In depicting anxieties regarded social inequity, Edie Overturf pairs joyful aesthetics as a means of exploring the relationship between text and image.
The image and text relationships in my work depict contemporary anxieties that I hope resonate with viewers. I give voice to frustrations centered around uncertainty, inequity, and deeply rooted political and social problems that appear too vast to be changed by the actions of individuals. Among the shared experiences I depict, I find myself compelled to grapple with imposter syndrome, burnout, and trying to survive the hellscape of late-stage capitalism.

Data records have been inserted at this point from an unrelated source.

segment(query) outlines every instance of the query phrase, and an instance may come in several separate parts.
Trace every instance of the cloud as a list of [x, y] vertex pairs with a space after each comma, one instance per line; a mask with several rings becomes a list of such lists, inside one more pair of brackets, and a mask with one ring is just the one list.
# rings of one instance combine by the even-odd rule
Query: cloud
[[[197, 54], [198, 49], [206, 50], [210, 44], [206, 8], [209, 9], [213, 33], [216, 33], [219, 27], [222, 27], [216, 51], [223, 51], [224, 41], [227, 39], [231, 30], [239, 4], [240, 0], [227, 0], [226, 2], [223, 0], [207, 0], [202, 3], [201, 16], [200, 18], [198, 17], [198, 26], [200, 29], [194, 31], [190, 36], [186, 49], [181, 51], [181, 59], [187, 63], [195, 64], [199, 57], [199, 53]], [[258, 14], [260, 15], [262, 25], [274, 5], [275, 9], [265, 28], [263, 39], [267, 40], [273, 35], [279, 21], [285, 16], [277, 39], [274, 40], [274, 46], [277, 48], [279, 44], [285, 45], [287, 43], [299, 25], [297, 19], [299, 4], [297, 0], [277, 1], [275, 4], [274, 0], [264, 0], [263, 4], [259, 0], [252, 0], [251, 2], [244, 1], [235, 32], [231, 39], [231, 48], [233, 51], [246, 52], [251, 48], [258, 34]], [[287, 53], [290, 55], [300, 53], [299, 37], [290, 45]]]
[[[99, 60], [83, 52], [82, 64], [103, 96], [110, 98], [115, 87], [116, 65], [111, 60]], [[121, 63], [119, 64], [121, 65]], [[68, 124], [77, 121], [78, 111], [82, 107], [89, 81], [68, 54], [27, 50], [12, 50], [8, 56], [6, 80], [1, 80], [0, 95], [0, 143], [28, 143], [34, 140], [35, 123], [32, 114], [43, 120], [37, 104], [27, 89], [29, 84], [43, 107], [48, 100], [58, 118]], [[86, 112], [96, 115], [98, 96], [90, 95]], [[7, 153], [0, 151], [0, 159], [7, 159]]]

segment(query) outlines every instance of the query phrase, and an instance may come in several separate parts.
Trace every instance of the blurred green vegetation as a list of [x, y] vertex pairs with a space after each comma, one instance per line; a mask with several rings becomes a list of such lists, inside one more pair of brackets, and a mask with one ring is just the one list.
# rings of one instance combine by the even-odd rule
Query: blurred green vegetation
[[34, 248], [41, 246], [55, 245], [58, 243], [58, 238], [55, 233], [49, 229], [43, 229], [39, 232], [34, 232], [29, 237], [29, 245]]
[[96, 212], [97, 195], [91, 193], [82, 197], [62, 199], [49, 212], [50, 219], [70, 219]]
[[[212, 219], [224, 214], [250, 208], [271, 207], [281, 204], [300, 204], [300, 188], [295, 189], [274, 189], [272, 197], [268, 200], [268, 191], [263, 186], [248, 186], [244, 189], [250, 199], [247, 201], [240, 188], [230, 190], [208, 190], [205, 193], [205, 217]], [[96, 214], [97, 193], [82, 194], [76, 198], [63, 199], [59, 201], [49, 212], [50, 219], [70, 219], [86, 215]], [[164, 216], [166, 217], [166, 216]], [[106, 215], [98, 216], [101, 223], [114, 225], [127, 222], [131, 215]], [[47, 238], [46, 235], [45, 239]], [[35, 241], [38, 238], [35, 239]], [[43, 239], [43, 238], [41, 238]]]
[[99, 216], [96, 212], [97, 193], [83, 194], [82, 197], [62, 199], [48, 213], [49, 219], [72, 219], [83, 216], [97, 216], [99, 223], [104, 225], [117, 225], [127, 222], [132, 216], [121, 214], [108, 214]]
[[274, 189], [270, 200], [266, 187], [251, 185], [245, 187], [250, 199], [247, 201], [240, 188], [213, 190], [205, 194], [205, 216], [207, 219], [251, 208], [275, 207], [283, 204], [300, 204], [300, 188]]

I find gratification in the tension of joyful aesthetics paired with implied seriousness. It’s a kind of scheme that I enjoy as a viewer and a playfulness that I strive for in my work. This approach, paired with a satirical application of symbolism, attempts to connect with viewers who might be reluctant to see my perspective. Only recently, I have begun to value emotional connections with the viewer to the same degree that I formerly valued intellectual ones. I came to this conclusion when I allowed myself to be vulnerable in the work, albeit robed in the protection of poetry or sarcasm. The veil of humor and confidence that my experiences and feelings are not isolated gave me the courage to communicate more directly.

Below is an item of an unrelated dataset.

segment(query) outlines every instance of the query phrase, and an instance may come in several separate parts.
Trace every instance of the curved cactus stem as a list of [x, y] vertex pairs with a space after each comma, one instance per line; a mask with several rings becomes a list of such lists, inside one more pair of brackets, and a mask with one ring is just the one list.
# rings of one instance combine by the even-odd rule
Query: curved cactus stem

The relationship between text and image, or bodies of text with each other within a space, is critically important in my work. The forms and surfaces wherein text is placed greatly inform its meaning. Likewise, the arrangement of elements can create a collection of intrusive thoughts or desperately frustrated voices crying out in chorus. Brevity and efficiency is important to me, as I am often attracted to antiquated signage that typically displays fewer characters than a tweet. This abbreviation of opinions or observations can mirror the abrupt and meme-like way we communicate. This adds a sense of brevity and plausibility to these otherwise invented narratives. I will always be enamored with the form of the multiple; for its equitability, egalitarianism, and historical association with leftist political ideologies. I hope my work’s revolutionary and deeply personal quality reflects the historical tradition of printmaking in political commentary.